Last year a kumare offered me a VUL (variable universal life) insurance to invest in. She had hooked me with the term “insuravest” — buying insurance with a tandem investment tied to it. I was thinking of investing long-term in my son’s college education. He was only 3 years old then, a very good time to start in my opinion.
To explain quickly what a VUL is, it’s life insurance, but with a mutual fund component. So while investing in the mutual fund, you also get to have the benefits of life insurance. You can typically choose what type of mutual fund you can invest in, with different risk appetites.
We were able to complete the transaction, and I opted to pay for premiums every month. Now, a year into the decision, I thought of looking more into the details of the product and revisiting it. I saw some questionable things and now I’m slightly regretting my decision. Here is why:
Table of Contents
Realization No. 1 – Projected Benefits are not Actual Benefits
I first checked the policy, they have a table there that shows projected benefits, usually split into three sections (Low, Current, High) and these come with arbitrary percentages like 4% for low, 0% for current, and 10% for high.
A year into buying this VUL, I realized that not all of their fund performances across the board were profitable at all (some averaging at less than 1%). The fund I chose, which is equities, was in the negative.
If I compare this with the gains of PAG-IBIG MP2, in 2023 the dividend rate reached 7.03%. This is a far cry from the “Low” projections in the policy.
Realization No. 2 – Fund managers always take a cut
Another fine print I missed when I bought this VUL is the mutual fund managers have an “annual management fee”. For this particular VUL the fee ranges from 1.5% to 2.5% depending on the fund you selected to invest in.
This means that for any funds you select, you should also take into account the fees to be profitable. In my case, this year my fund lost instead of gained, and actually, I lost more because they also got a percentage from it.

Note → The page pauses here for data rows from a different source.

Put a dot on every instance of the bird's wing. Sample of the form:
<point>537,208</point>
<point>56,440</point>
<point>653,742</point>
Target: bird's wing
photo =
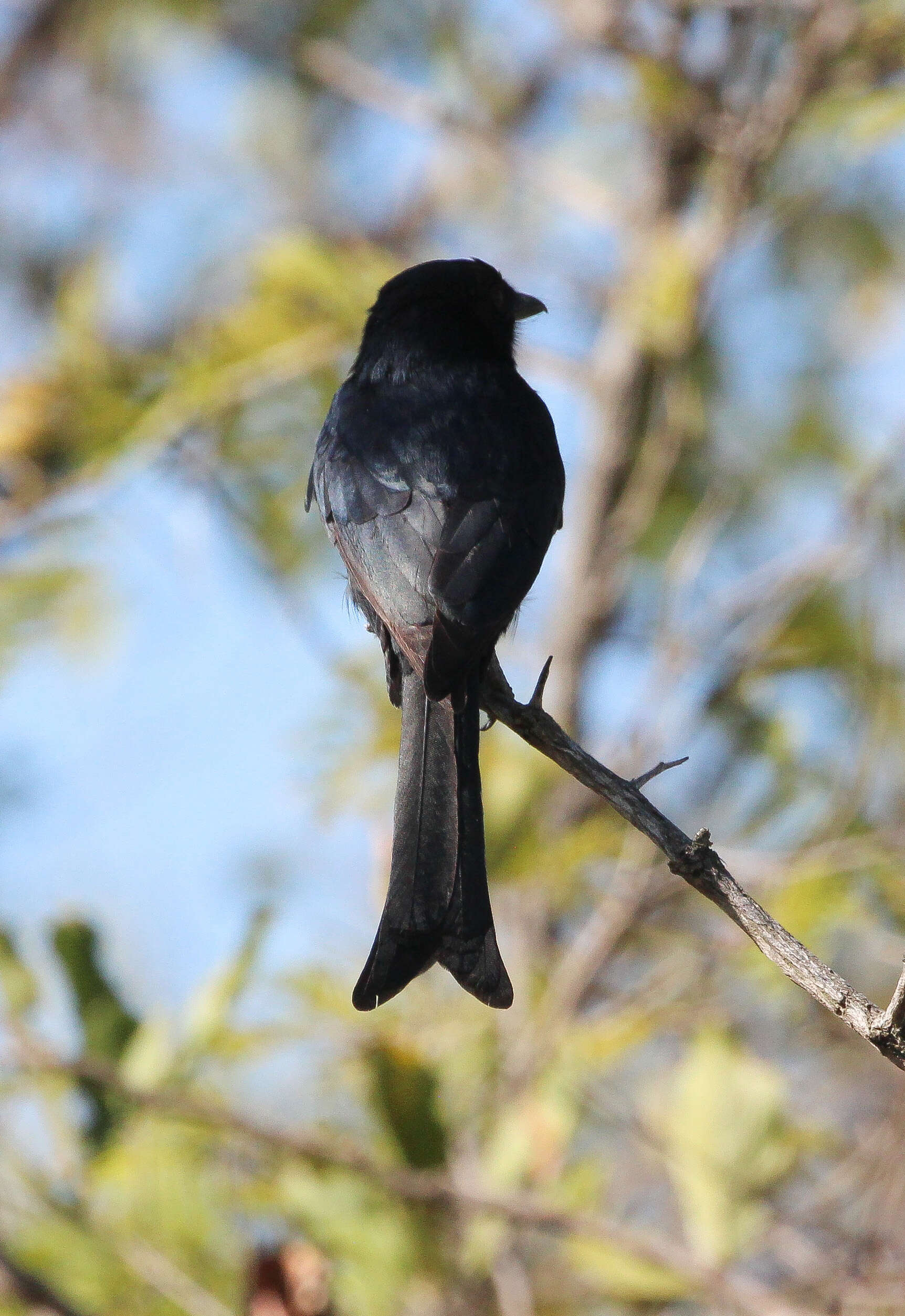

Realization No. 3 – Topping up your investment has a fee
For investments, usually, you would want to top-up or add to your investment when you have a windfall. But for this particular VUL, top-ups have a 3% charge on the amount you are adding. I feel this is a bit of a disincentive especially if you want to maximize your investment.
Realization No. 4 – Your agent may be incentivized by the high commissions of VULs
One big reason why a lot of insurance agents push for VULs is because the commissions are high compared to ordinary life insurance products. But a big caveat though is they don’t know the fine print of the products they are pushing. Sometimes they do know, but they are deceitful about it.
Realization No. 5 – Insurance companies may not be the best investment vehicles
Insurance companies are good at providing insurance. However, they may not be the best fund managers. Also typically the funds they provide are feeder funds, where they invest some or all of it into other mutual funds not owned by them.
Sometimes it may be better to invest directly in those feeder funds yourself.
The Bottom Line
Personally, I will still be continuing with the VUL as I’ve already started it and I can switch the fund allocations to the best-performing one. You can check the fund performance as they regularly update it on their respective sites.
If you are planning to get a VUL, better read the fine print and do your research. I see that maybe this product is really for you if you are someone who does not know how to invest on your own and you want insurance to come with it.
Some VULs have lower management fees, like Singlife’s Cash for Goals under GInsure. The management fee they take is 0.1% per month (so around 1.2% per year). You can also check other insurance company offerings.
But for me moving forward, I would rather buy insurance as a separate product. Term insurance is pretty affordable and you can renew it yearly. The savings I get from it, I can invest separately. Some investments I can put my money in are in PAG-IBIG MP2 or SSS WISP Plus, and it’s easy to top-up both from within GCash.